The annual Desert Bush Walk grows in leaps and bounds

Jwaneng was the place to be this past Saturday as an estimated 3000 walkers from all over the world descended upon the diamond-mining town, eager to start the 4th installment of the Desert Bush Walk. This was a significant growth from the 2,100 walkers that participated in 2018. The walk took participants 15 and 30 kilometers into the unforgiving difficult sandy desert terrain. The chief walkers were Minister of Youth Sports and Culture Thapelo Olopeng, Minister of Basic Education Alfred Madigele, and Member of Parliament for Jwaneng-Mabutsane, Sean Nthaile.

Founder of Jwaneng Desert Bush Walk Archibald Ngakayagae told Arts and Society that this year they also enjoyed more international patronage than the previous years.

“The international support this year has been outstanding! It was clear by the many different country flags that were consistently hoisted along the way that our initiative has become so popular even beyond our borders,” Ngakayagae. The most visible flags were South Africa, Lesotho, Zimbabwe, Namibia, Germany and Australia.

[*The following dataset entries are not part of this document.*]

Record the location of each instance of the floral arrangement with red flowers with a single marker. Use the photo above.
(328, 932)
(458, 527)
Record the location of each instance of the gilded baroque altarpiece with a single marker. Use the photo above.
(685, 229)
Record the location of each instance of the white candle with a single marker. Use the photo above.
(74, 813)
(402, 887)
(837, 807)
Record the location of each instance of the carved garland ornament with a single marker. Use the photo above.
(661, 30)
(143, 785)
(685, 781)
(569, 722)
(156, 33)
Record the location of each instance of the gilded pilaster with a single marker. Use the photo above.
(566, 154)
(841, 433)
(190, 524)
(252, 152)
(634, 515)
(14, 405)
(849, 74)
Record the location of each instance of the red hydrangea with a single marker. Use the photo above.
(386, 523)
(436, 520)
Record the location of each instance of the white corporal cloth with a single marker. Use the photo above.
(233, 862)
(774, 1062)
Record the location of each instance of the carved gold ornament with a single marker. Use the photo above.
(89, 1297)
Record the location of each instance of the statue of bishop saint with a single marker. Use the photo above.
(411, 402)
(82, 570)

The first 15-kilometer walkers arrived at the finish line in two hours while the fastest 30-kilometer walkers clocked an impressive five hours. Interestingly many of the walkers in the 15-kilometer category did not complain of much pain. “The 15 kilometers was very challenging because of sand but the weather was very bearable,” said Itumeleng Baareng from Stanbic Bank. Meanwhile the 30-kiometer walkers had a very different story to tell.

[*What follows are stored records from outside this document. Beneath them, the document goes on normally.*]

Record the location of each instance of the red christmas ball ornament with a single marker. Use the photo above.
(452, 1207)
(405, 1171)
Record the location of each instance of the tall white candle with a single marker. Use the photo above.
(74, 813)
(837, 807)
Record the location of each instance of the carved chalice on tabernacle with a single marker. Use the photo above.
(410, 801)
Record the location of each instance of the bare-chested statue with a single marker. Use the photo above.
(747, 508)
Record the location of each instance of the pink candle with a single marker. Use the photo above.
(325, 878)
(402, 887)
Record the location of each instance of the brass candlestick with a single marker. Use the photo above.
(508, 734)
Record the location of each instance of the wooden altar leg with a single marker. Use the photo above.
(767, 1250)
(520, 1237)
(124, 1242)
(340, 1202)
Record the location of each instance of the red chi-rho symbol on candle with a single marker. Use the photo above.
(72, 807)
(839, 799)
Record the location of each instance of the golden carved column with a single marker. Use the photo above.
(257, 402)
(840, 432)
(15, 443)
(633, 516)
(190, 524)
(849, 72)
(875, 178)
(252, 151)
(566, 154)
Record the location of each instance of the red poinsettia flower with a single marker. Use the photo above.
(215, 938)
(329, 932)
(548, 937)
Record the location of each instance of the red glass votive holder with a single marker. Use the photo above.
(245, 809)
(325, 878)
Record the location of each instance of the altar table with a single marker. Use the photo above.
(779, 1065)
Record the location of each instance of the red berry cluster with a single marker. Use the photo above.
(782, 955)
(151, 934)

“The walk was excruciating. 30 kilometers is not for the faint hearted. At some point I felt like giving up but just kept on pressing forward to the finish line. As much as I have a lot of muscle pain, blisters and fatigue to deal with, I am mighty proud of myself,” said Sunday Standard’s Boago Obuseng who was in the group that finished first.

Ngakayagae said he had observed that 30-kilometer walkers suffered a great deal as a result of lack of training. “I would advice walkers to make an effort to train hard next time before they dare to walk 30 kilometers in the desert. Apart from having to deal with weather elements, the terrain itself should not be taken for granted. A lot of muscles were sprained and many people could not make the full distance simply because they were unfit as they possibly underestimated the terrain,” he cautioned.

Despite the fact that people registered for the walk in impressive numbers, Ngakayagae was skeptical of the fundraising compared to previous years.

“I doubt we will make as much money as we did last year because we got different kind of support this time around. A lot of our sponsorship came in kind rather than as money. We have to pay service providers with money from ticket sales which will reduce the amount we could have otherwise given to charity,” he said. Last year Ngakayagae’s team raised P235, 600.00 through The Desert Bush Walk, which was disbursed towards educational needs of communities around Jwaneng-Mabutsane. “Whatever money we raise this year will also assist the Ministry of Basic Education in urgent projects around Jwaneng-Mabutsane. We put emphasis on assisting in projects such as building libraries, design workshops, computer labs and so on.”